One day I made an eye contact with one of them and went up. The stairway was dark, the stairs steep. On the first landing, two women were blocking a doorway. One bit her lips and invited me in. I went to the second landing, and entered into a kotha. Inside, benches were arranged in a hall on which sat the ladies. Lolling around on the floor were their children. One wall had framed portraits of Lakshmi, Hanuman, Jesus Christ, Guru Nanak, and the shrine of Mecca. One of the ladies escorted me out to the balcony to show the views.

Down was the familiar GB Road. Far away the lights were blinking on Paharganj’s hippy hostelries. On the right, the Viedeocon tower. Far left – Connaught Place skyscrapers. Opposite the balcony – a theka. Parked nearby – a medical van of the Bhartiya Patita Uddhar Sabha, which provides free medicines to the area’s residents. Further ahead – a kotha, which, the lady said, is known for fair-complexioned girls trafficked from Nepal. There were two mosques on the back lane.

With such a ‘normal’ world around, don’t the sex workers get tempted to flee GB Road? “But why?” the lady said before pointing out to dalaals on the road. “How can you make out they are pimps?” I asked. “You can’t.
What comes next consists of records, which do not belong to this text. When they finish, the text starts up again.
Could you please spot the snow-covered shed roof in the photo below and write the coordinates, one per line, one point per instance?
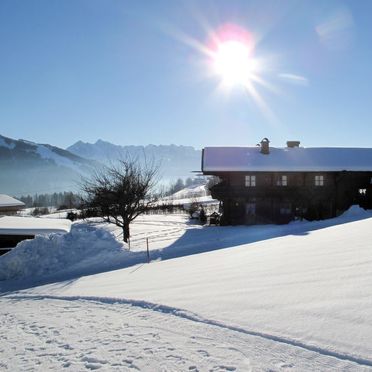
(288, 159)
(8, 201)
(32, 225)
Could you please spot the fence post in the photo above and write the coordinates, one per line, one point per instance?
(148, 253)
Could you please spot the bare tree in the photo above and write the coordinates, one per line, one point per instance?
(120, 193)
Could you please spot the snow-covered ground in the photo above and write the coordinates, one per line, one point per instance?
(188, 195)
(273, 298)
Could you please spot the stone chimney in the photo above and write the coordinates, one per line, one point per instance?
(293, 144)
(265, 148)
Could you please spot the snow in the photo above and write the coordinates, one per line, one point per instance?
(8, 201)
(293, 297)
(47, 153)
(189, 195)
(32, 226)
(3, 143)
(85, 249)
(321, 159)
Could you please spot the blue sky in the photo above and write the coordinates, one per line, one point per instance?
(124, 71)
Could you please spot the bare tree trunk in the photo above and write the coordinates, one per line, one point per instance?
(126, 233)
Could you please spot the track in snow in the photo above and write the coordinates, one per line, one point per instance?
(87, 333)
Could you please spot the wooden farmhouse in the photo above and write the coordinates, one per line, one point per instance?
(266, 184)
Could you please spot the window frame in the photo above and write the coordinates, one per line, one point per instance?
(250, 180)
(282, 180)
(319, 180)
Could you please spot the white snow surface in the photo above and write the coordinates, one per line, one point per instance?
(7, 145)
(312, 159)
(84, 250)
(189, 195)
(8, 201)
(47, 153)
(259, 298)
(17, 225)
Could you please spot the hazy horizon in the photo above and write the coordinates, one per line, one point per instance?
(137, 73)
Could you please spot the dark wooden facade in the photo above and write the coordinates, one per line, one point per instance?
(279, 197)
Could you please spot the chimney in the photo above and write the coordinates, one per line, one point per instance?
(293, 144)
(265, 149)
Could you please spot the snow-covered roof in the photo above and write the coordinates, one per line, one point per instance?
(32, 226)
(314, 159)
(8, 201)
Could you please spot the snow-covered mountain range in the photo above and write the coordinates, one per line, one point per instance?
(28, 168)
(175, 161)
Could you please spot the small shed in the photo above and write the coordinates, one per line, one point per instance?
(9, 205)
(14, 229)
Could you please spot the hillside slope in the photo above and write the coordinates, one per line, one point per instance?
(29, 168)
(307, 288)
(175, 161)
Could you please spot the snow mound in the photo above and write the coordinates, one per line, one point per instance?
(356, 211)
(86, 249)
(192, 191)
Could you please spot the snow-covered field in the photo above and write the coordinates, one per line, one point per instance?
(271, 298)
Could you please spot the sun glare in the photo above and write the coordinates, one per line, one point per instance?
(233, 62)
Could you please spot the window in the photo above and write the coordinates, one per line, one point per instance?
(250, 181)
(319, 180)
(282, 181)
(250, 209)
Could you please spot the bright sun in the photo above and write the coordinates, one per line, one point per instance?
(233, 62)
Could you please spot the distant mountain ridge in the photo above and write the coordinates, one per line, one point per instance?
(31, 168)
(28, 168)
(175, 161)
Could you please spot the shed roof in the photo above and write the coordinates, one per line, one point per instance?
(288, 159)
(8, 201)
(32, 225)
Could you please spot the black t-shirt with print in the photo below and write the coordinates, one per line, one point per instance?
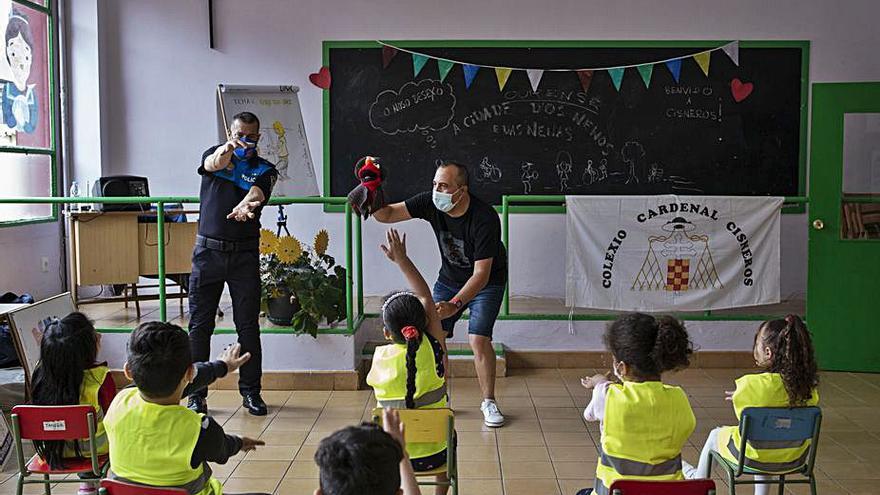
(474, 236)
(219, 196)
They look like you,” she said. These pimps are the woes of many a sex worker. Instead of getting them clients, they block the access to kothas and often harass and loot the clients. As a result, many customers are afraid to go up, and the prostitutes lose their business.

During the Mughal-era, there were five red-light areas in the city. After the 1857 revolt, the British closed all except the one at GB Road. In 1965, it was renamed after Swami Shradhanand, a social reformer. That hasn’t changed the character of the place. GB Road has around 96 kothas. Each kotha has its own ‘family’ of prostitutes. Most come from desperately poor villages spread out in such varied regions such as Nepal and Karnataka. Some are runaways, or are duped by lovers and sold here. Then they condition themselves, or are forced, to the life of a sex worker.

The lady later escorted me to the roof upstairs to show the Delhi-6 skyline (‘6’ is the postal code for the Walled City and GB Road falls under it). There were pigeons, kites, and the Jama Masjid dome – familiar sights, but it was strange to view them in a place that is either talked about in hushed tones or referred to in dirty jokes, as if it’s something fictitious. But GB Road is real. It’s there.